In the center of this mural is a huge cross draped in a white stole.
And below this cross is the life sized figure of Romero.
He appears with a wound to his heart, and his hands , which reach out, bear the mark of the nails. The poor are gathered around him—and their hands also reach out and have nail marks.
And bullet holes pierce their hearts.
These people are called the Crucified People.
The oppressors also appear in this painting. In contrast to the Crucified People, each of these people have their eyes and ears covered with their hands. Two of their hands point accusingly toward the others.
If someone painted a mural of all of us on the wall of St Peter’s today, what would that mural look like?
I hope that the cross would be in the middle, and I hope that all of us would be there.
I hope that people would see the wound marks to our hearts broken open because we’ve chosen to look injustice and violence in the face.

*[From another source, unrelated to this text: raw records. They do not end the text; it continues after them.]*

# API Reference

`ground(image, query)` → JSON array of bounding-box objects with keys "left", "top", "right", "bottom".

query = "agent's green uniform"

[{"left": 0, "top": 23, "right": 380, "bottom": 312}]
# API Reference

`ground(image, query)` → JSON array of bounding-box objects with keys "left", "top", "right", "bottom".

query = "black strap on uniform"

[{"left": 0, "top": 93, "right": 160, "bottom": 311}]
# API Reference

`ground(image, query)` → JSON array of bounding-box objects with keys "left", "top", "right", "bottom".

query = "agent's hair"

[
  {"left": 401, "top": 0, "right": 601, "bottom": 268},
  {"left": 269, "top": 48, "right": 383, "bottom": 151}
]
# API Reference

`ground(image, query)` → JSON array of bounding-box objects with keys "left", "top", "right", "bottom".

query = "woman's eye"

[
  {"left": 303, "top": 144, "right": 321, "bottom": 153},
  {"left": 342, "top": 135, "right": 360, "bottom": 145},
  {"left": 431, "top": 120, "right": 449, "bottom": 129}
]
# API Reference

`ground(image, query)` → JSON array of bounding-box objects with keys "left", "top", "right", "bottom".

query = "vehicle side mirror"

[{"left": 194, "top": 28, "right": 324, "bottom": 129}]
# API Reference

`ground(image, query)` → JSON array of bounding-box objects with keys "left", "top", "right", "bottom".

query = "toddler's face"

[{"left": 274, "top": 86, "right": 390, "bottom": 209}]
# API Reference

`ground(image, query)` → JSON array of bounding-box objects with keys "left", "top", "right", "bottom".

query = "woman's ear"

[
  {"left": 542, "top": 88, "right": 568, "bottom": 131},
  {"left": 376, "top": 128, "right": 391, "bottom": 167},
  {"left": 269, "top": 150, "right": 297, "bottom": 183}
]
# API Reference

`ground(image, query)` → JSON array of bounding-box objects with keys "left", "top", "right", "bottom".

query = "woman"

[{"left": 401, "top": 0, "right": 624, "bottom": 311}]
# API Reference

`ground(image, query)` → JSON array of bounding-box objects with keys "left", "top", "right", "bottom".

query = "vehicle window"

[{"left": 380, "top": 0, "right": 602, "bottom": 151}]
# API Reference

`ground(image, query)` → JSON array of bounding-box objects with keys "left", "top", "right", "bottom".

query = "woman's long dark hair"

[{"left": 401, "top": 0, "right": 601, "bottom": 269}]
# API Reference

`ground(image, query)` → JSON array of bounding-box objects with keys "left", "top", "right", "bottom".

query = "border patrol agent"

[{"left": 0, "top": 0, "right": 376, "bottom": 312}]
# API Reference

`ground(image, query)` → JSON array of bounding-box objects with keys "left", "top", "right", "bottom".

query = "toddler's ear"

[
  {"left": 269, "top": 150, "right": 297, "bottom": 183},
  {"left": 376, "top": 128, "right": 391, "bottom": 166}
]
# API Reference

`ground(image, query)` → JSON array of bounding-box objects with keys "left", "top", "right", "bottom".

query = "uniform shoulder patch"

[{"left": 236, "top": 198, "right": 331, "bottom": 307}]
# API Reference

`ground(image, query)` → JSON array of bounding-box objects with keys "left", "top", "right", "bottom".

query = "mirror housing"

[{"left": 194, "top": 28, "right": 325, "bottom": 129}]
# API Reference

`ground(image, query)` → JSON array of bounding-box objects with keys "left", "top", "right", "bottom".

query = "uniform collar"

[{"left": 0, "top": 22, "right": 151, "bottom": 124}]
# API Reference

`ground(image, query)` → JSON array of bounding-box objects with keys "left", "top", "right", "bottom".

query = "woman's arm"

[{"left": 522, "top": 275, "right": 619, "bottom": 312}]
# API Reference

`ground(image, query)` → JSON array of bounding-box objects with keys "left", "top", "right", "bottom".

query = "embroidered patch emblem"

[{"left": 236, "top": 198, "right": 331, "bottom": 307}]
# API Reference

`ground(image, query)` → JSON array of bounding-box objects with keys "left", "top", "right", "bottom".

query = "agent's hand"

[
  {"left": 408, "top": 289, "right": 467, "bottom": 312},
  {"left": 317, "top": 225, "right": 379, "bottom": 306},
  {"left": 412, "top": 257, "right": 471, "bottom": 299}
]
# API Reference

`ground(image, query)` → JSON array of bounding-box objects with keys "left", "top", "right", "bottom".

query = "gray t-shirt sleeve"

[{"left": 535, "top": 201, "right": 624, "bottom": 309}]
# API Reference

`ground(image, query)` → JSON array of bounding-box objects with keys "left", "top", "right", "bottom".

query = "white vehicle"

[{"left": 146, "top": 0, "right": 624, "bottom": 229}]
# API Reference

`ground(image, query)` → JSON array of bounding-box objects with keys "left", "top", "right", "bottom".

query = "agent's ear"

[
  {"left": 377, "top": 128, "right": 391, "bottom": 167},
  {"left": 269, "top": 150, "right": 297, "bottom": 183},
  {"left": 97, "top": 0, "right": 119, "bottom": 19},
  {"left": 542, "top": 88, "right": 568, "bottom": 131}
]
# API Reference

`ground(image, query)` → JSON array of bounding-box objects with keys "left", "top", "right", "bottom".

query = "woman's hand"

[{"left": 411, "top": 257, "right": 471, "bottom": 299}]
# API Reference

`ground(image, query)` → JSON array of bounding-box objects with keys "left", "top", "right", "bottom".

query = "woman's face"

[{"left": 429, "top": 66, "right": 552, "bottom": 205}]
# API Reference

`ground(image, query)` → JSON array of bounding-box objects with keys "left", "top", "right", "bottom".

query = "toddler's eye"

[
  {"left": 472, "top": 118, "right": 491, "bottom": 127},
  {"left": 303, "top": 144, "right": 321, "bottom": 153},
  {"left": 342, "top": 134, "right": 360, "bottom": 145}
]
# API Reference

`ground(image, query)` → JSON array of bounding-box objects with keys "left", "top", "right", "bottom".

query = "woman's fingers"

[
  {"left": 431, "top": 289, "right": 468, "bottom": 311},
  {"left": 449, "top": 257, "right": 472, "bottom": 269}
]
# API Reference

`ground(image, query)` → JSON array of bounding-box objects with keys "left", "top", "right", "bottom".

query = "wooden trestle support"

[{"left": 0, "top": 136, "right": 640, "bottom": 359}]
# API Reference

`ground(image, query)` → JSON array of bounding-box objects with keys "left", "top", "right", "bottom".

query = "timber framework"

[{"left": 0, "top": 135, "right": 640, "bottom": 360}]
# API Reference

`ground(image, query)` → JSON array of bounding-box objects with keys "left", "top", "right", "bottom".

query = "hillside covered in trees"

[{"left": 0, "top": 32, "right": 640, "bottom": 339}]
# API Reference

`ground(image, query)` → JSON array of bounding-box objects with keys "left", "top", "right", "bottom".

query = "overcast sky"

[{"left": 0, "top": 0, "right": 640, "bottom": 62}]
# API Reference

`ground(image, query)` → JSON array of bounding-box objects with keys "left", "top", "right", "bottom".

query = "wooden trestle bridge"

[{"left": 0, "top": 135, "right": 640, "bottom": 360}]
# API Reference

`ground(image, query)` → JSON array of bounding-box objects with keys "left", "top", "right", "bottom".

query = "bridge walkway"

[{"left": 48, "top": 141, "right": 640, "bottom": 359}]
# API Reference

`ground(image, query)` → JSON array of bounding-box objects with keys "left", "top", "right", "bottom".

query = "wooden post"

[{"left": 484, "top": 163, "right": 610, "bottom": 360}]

And that people would see our hands pierced with the mark of the nails, because we have worked to meet the needs of those around us, and have worked to end the injustice and oppression that we have seen around us.
That people would know that we too are The Crucified People, doing God’s work and pointing toward God’s glory and the coming of God’s kingdom into this world.
Boring, Eugene M. and Craddock, Fred B. The People’s New Testament Commentary. Louisville, KY: Westminster John Knox Press, 2004.